# Solved: Wireless Network Problem with REALTEK rtl8185 and Windows 7



## mn101 (Jan 3, 2010)

I have recently bought a new computer, and put in myself a REALTEK rtl8185 Wireless LAN Network Adaptor. I originally had a 32 bit version of Windows Vista, but upgraded to the 64 bit Windows 7; I could connect to the internet on Windows Vista, but not the 64 bit version of Windows 7. I know that this adaptor has some proplems with the 64 bit version of Windows 7, but I'm also sure that it can work.

In Windows 7, it has managed to connect to the network, but is unable to connect to the internet. 

The device manager claims that everything is working correctly, and there are no issues. I have tried uninstalling the wireless router and letting Windows re-install it, to no avail. I have a NETGEAR Wireless-G Router WGR614 v9, and know this works, as I am connected to it on my laptop, as I write this message. 

If you want me to supply any more information, I will be happy to do it.

Thank you for any help that you can give me,

Matthew


----------



## pedroguy (Jan 28, 2001)

I would make sure that the driver you have is for your operating system(64bit w7)
In device manager for your adapter,pull off the driver details to see what driver it is using.


----------



## JohnWill (Oct 19, 2002)

See if this driver works: http://www.x-drivers.com/catalog/dr...ks/companies/realtek/models/rtl8185/7491.html


----------



## mn101 (Jan 3, 2010)

That driver that you have recommended - RTL85n64.sys is the one that is currently installed according to Device Manager. However, on inspection, that does say that it is for Windows Vista, and not 7. I'm not sure how much of an issue that would be. 

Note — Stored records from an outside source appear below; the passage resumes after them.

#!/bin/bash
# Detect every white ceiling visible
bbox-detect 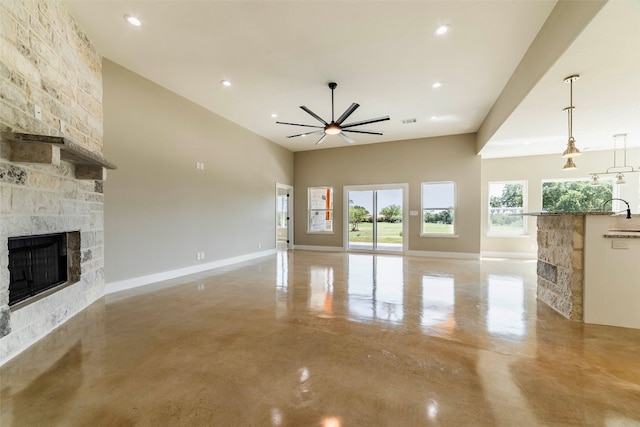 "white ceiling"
[64,0,640,157]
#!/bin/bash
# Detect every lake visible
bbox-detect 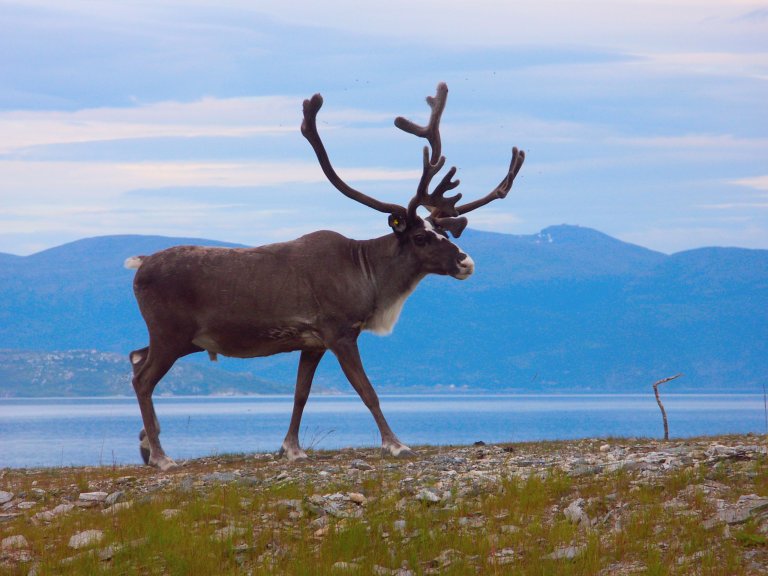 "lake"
[0,393,766,468]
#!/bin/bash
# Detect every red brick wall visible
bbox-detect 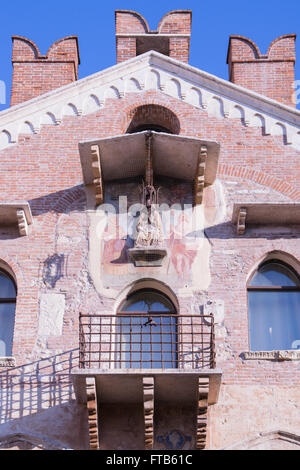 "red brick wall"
[115,10,192,63]
[11,36,79,106]
[227,34,296,106]
[0,91,300,368]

I have been looking for some time for a Windows 7 version of the driver, and there are links on some sites, but many of them don't work. 

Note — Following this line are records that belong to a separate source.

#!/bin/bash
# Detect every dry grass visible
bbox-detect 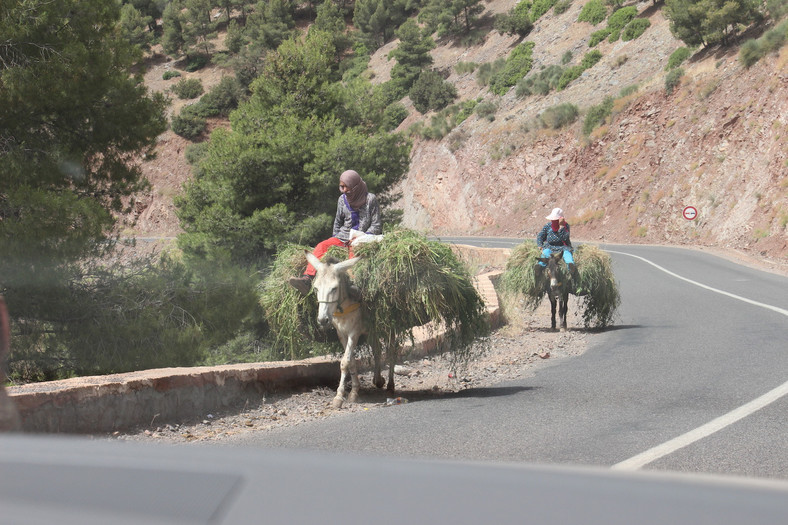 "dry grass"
[499,240,621,328]
[260,230,489,362]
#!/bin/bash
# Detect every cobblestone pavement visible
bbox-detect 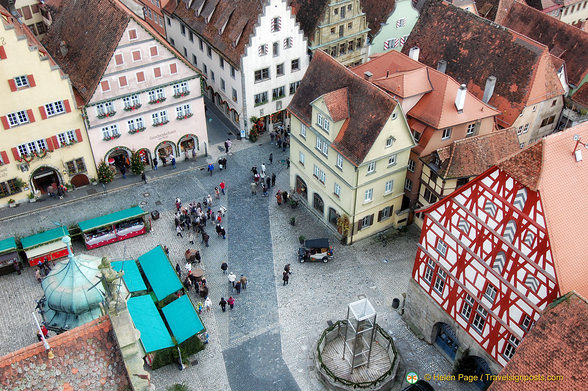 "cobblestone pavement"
[0,129,476,391]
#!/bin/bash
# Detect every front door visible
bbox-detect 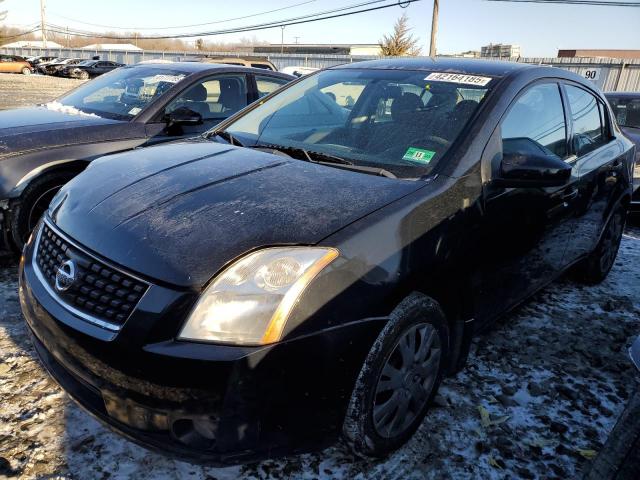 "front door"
[472,81,579,322]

It seems odd that I can connect to the router, but not to the internet.


----------



## JohnWill (Oct 19, 2002)

Well, many Vista driver work for Windows 7, which is why I recommended it. The key part is the 64 bit driver, at least that's what my experience has been. I had the early Windows 7 64-bit beta before many drivers were available, so I was using many Vista drivers for all sorts of devices.


----------



## TerryNet (Mar 23, 2005)

Please show ...

*Start, Run, CMD, OK* to open a command prompt:
(For Vista or 7 type *CMD* in the Search box after *Start*)

Type the following command:

*IPCONFIG /ALL*

[Note that there is no space between the slash and ALL.]

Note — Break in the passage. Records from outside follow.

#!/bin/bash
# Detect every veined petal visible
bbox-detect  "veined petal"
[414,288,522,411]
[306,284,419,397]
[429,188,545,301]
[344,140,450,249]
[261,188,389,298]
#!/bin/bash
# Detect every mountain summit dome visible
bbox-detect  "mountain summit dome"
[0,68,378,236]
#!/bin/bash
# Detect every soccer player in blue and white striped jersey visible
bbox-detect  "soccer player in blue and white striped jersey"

Right click in the command window and choose *Select All*, then hit *Enter*.
Paste the results in a message here.

If necessary use a text file and removable media to copy the results to a computer with internet access.


----------



## mn101 (Jan 3, 2010)

Windows IP Configuration
Host Name . . . . . . . . . . . . : Matt-PC
Primary Dns Suffix . . . . . . . :
Node Type . . . . . . . . . . . . : Hybrid
IP Routing Enabled. . . . . . . . : No
WINS Proxy Enabled. . . . . . . . : No
Ethernet adapter Local Area Connection:
Media State . . . . . . . . . . . : Media disconnected
Connection-specific DNS Suffix . :
Description . . . . . . . . . . . : Realtek RTL8168C(P)/8111C(P) Family PCI-E
Gigabit Ethernet NIC (NDIS 6.20)
Physical Address. . . . . . . . . : 00-24-1D-C3-98-ED
DHCP Enabled. . . . . . . . . . . : Yes
Autoconfiguration Enabled . . . . : Yes
Wireless LAN adapter Wireless Network Connection:
Connection-specific DNS Suffix . :
Description . . . . . . . . . . . : Realtek 8185 Extensible 802.11b/g Wireles
s Device
Physical Address. . . . . . . . . : 00-11-3B-14-5F-22
DHCP Enabled. . . . . . . . . . . : Yes
Autoconfiguration Enabled . . . . : Yes
Link-local IPv6 Address . . . . . : fe80::646b:40a7:a4ec:c030%11(Preferred)
Autoconfiguration IPv4 Address. . : 169.254.192.48(Preferred)
Subnet Mask . . . . . . . . . . . : 255.255.0.0
Default Gateway . . . . . . . . . :
DHCPv6 IAID . . . . . . . . . . . : 201331003
DHCPv6 Client DUID. . . . . . . . : 00-01-00-01-12-CE-7A-05-00-24-1D-C3-98-ED
DNS Servers . . . . . . . . . . . : fec0:0:0:ffff::1%1
fec0:0:0:ffff::2%1
fec0:0:0:ffff::3%1
NetBIOS over Tcpip. . . . . . . . : Enabled
Tunnel adapter isatap.{F036F4E4-CB19-4515-8423-6D6ED4FEAC1F}:
Media State . . . . . . . . . . . : Media disconnected
Connection-specific DNS Suffix . :
Description . . . . . . . . . . . : Microsoft ISATAP Adapter
Physical Address. . . . . . . . . : 00-00-00-00-00-00-00-E0
DHCP Enabled. . . . . . . . . . . : No
Autoconfiguration Enabled . . . . : Yes


----------



## JohnWill (Oct 19, 2002)

Can you connect with a wired connection to this computer?


----------



## TerryNet (Mar 23, 2005)

Your wireless is not communicating successfully with the router--it was unable to obtain an IP configuration. In addition to trying the ethernet connection disable encryption on the router and try to connect that way. Please show another ipconfig /all for those (attempted) connections.


----------



## mn101 (Jan 3, 2010)

Unfortunately, I cannot connect through wires, my computer is in a different room to the phone line. 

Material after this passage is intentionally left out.